At first it was just lights and strange electrical problems. Then fires, here and there, electrical: sockets flaming out, lights shorting and blackening.

Mai came to me first. She knew what I had been doing, had watched my coming and going from the lab. Knew I had played her and Brandon and wanted back in on the project, or threatened to go public with the whole thing. Had managed to back up all the notes from our work to her personal computer system without my noticing. Smart girl. She put two-and-two together, and asked if the problems around campus had anything to do with the project.

I warned her to stay away, that something dangerous had happened and I did not want her involved. But she went home to her dorm and reproduced the experiments, I suspect. Her dorm burned down. Everyone but her made it out, though there were some minor burns and smoke inhalation. She died of electrical shock before the fire consumed her body, so that was something, at least.

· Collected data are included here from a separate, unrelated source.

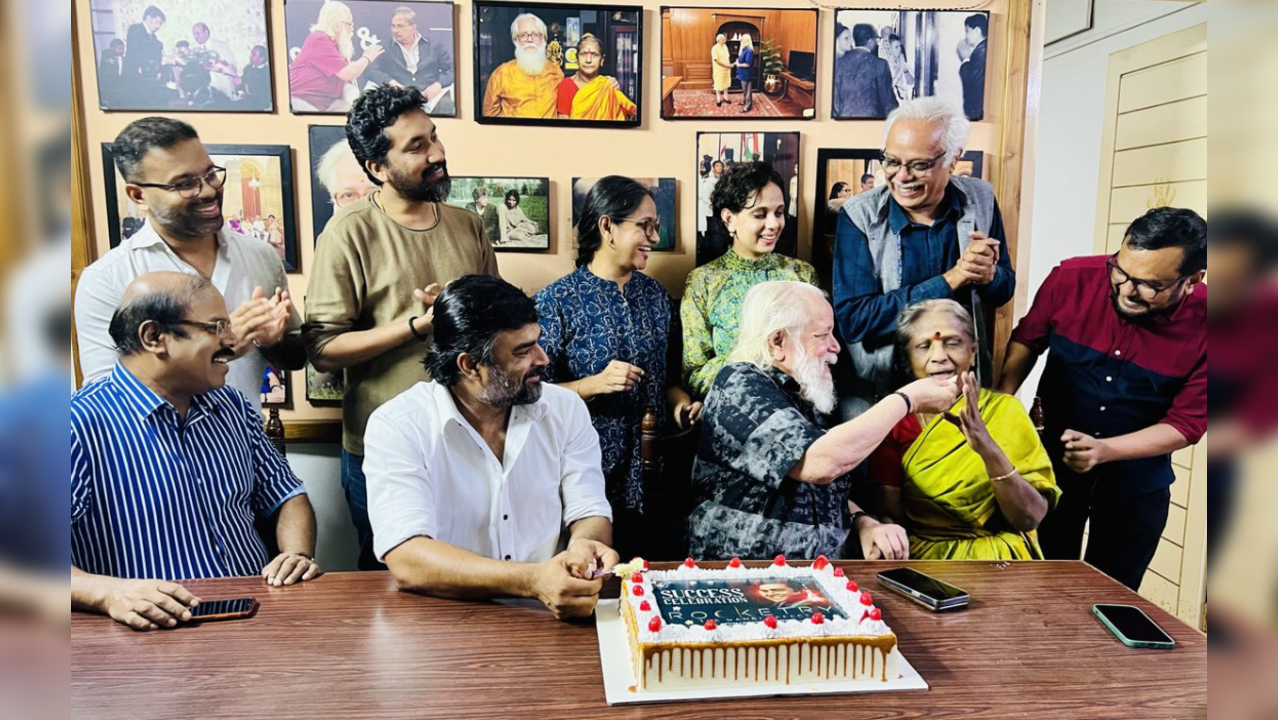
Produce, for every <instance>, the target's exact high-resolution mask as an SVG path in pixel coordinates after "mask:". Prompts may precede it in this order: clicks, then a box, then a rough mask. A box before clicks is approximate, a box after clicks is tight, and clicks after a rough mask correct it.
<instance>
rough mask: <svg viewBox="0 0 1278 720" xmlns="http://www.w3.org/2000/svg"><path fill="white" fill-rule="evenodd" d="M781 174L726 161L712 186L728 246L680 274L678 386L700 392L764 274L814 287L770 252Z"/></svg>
mask: <svg viewBox="0 0 1278 720" xmlns="http://www.w3.org/2000/svg"><path fill="white" fill-rule="evenodd" d="M782 188H785V180H782V179H781V175H780V174H777V171H776V170H773V169H772V165H769V164H767V162H743V164H740V165H736V166H734V168H732V169H731V170H728V171H727V173H723V176H722V178H720V182H718V184H716V185H714V193H713V194H712V196H711V205H712V206H713V208H714V217H712V219H711V221H712V223H722V226H723V228H725V230H726V234H727V235H730V237H731V238H732V246H731V248H730V249H728V251H727V252H726V253H723V254H722V256H720V257H718V258H716V260H713V261H711V262H708V263H705V265H703V266H700V267H698V269H697V270H693V271H691V272H690V274H689V275H688V286H686V289H685V290H684V302H682V306H681V308H680V315H681V317H682V325H684V362H682V366H684V384H685V385H686V386H688V387H689V389H690V390H691V391H693V394H694V395H695V396H698V398H704V396H705V395H707V393H709V390H711V385H712V384H713V382H714V376H717V375H718V371H720V370H722V368H723V366H725V364H727V356H728V353H730V352H732V348H734V347H735V345H736V334H737V322H739V318H740V315H741V303H743V302H744V301H745V293H746V292H748V290H749V289H750V288H753V286H754V285H758V284H759V283H764V281H767V280H799V281H801V283H808V284H810V285H817V284H818V280H817V271H815V270H814V269H813V266H812V265H808V263H806V262H804V261H801V260H796V258H794V257H787V256H783V254H778V253H774V252H773V251H774V249H776V247H777V242H778V240H781V233H782V230H785V228H786V192H785V191H783V189H782Z"/></svg>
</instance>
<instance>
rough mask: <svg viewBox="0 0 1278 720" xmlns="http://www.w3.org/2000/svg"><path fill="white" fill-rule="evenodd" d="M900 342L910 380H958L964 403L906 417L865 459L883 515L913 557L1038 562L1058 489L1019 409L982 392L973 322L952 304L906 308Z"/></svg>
mask: <svg viewBox="0 0 1278 720" xmlns="http://www.w3.org/2000/svg"><path fill="white" fill-rule="evenodd" d="M897 340H898V341H900V344H901V354H904V356H905V359H906V361H907V362H909V367H910V371H911V372H912V375H914V377H916V379H923V377H959V379H960V384H961V386H962V396H961V398H960V399H959V402H957V403H956V404H955V407H953V408H952V409H951V411H950V412H947V413H942V414H935V416H928V414H923V413H910V414H907V416H906V417H905V419H902V421H901V422H900V423H898V425H897V426H896V427H895V428H893V430H892V432H891V434H889V435H888V437H887V439H886V440H884V441H883V444H882V445H879V448H878V449H877V450H875V451H874V453H873V454H872V455H870V458H869V460H868V463H869V471H870V480H872V482H874V483H875V485H877V486H878V487H879V490H881V492H879V497H881V503H879V510H881V512H882V514H884V515H887V517H889V518H891V519H892V522H898V523H901V524H904V526H905V528H906V531H907V533H909V536H910V556H911V558H916V559H921V560H1030V559H1042V558H1043V554H1042V551H1040V550H1039V547H1038V542H1036V541H1035V537H1034V529H1035V528H1036V527H1038V524H1039V522H1042V520H1043V517H1044V515H1045V514H1047V512H1048V510H1049V509H1051V508H1053V506H1054V505H1056V501H1057V499H1058V497H1059V496H1061V490H1059V489H1058V487H1057V486H1056V478H1054V476H1053V473H1052V462H1051V459H1049V458H1048V454H1047V450H1044V448H1043V442H1042V441H1040V440H1039V436H1038V434H1036V432H1035V430H1034V423H1033V422H1030V418H1029V414H1028V413H1026V412H1025V407H1024V405H1021V403H1020V400H1017V399H1016V398H1015V396H1012V395H1003V394H1001V393H994V391H990V390H985V389H982V387H979V385H978V382H976V376H975V373H974V372H971V366H973V362H974V359H975V358H976V340H975V334H974V333H973V321H971V315H970V313H969V312H967V309H966V308H964V307H962V306H961V304H959V303H956V302H955V301H950V299H933V301H925V302H921V303H918V304H914V306H910V307H907V308H905V311H902V312H901V316H900V317H898V318H897ZM884 522H887V520H884Z"/></svg>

The firefighters claimed the source of the fire was her personal computer, possibly a frayed power cable. I knew Mai better than that. Meticulous and never careless.

Brandon told me he knew Mai, frustrated at being cut out, had been trying to reproduce our experiments from the lab. That she had told him she was planning on doing so, and had invited him over to help. Only the need to study for a test the next morning, and falling asleep in his notes, had saved him from being there when the fire started. He blamed himself, thinking if he had just gone, if he hadn’t fallen asleep, maybe she would still be alive, that he could have saved her…dragged her out or something, given CPR.

So I did the second thing I shouldn’t have done: I invited Brandon to work with me in the lab again.